Sunday, October 2, 2022

No Fuel Like an Old Fuel

Staring at the overcast when they weren't actually raining skies for most of yesterday, seated on my porch watching all manner of vehicular traffic race up and down the street (the best thing about the broke-ass pavement we had for years in my neighborhood was it cut down on folks speeding. Those days am over now, by jingo, by gum.) made me realize how grateful I am to have a car. 

Let me bend your eye for a moment on the topic. The capital of the State of Connecticut, Hartford, is about an hour's drive from Norwich. I have no idea if you were to attempt a journey by 'mass transit', how you would do it but I daresay it'd take more than an hour and perhaps more than a day. I've read some interesting articles on the impact of the automobile on the American Way of Life (the right to keep and bear cars should have been included in the Bill of Rights, seriously). 

When you look at our older cities and neighborhoods anywhere across the nation, you can see from the center to the outskirts, like the rings of a tree, how the internal combustion engine became the infernal comedic device in so many instances, with us as the punchline.
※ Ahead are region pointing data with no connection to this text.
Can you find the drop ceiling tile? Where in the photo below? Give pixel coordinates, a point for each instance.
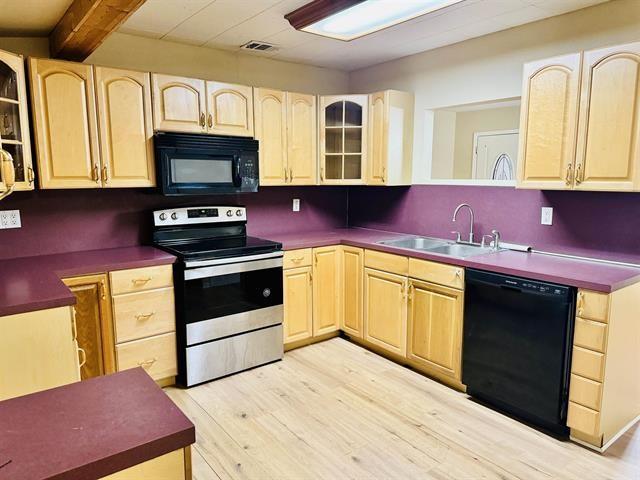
(156, 18)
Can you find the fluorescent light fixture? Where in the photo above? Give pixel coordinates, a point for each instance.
(372, 15)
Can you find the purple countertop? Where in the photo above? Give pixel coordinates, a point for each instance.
(34, 283)
(89, 429)
(577, 273)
If you don't think God has a keen sense of humor and a delightful sense of irony, why else would he have installed every insurance company known to man (and a couple to the beasts of the field, according to their logo) in and around our capital city making Hartford Ground Zero for the insurance industry? What a crack-up He is! Can I get an Amen (with a collision waiver? Alleluia!)

Ours is not a state, and this side of the Connecticut River most especially, not a region where relying on buses and trains gets you anything more than frostbite and long hours of travel. Sort of helps you get a better understanding of how people get addicted to a variety of controlled and uncontrolled substances--and you can make a short movie of mobility junkies, getting a hit off the gas pump--taking a deep drag off the high octane bong and snorting a line of Ultra 93. Talk about Mercury Blues.

In Connecticut, our idea of addressing issues like soaring energy costs and greenhouse gases is to build MORE roads, with more lanes so people can drive to where they're going even faster. As for arguments that an investment in mass transit will yield economic development benefits as well as improve our urban and suburban quality of life, we can't you hear you-we've turned the radio up. All the way to Eleven.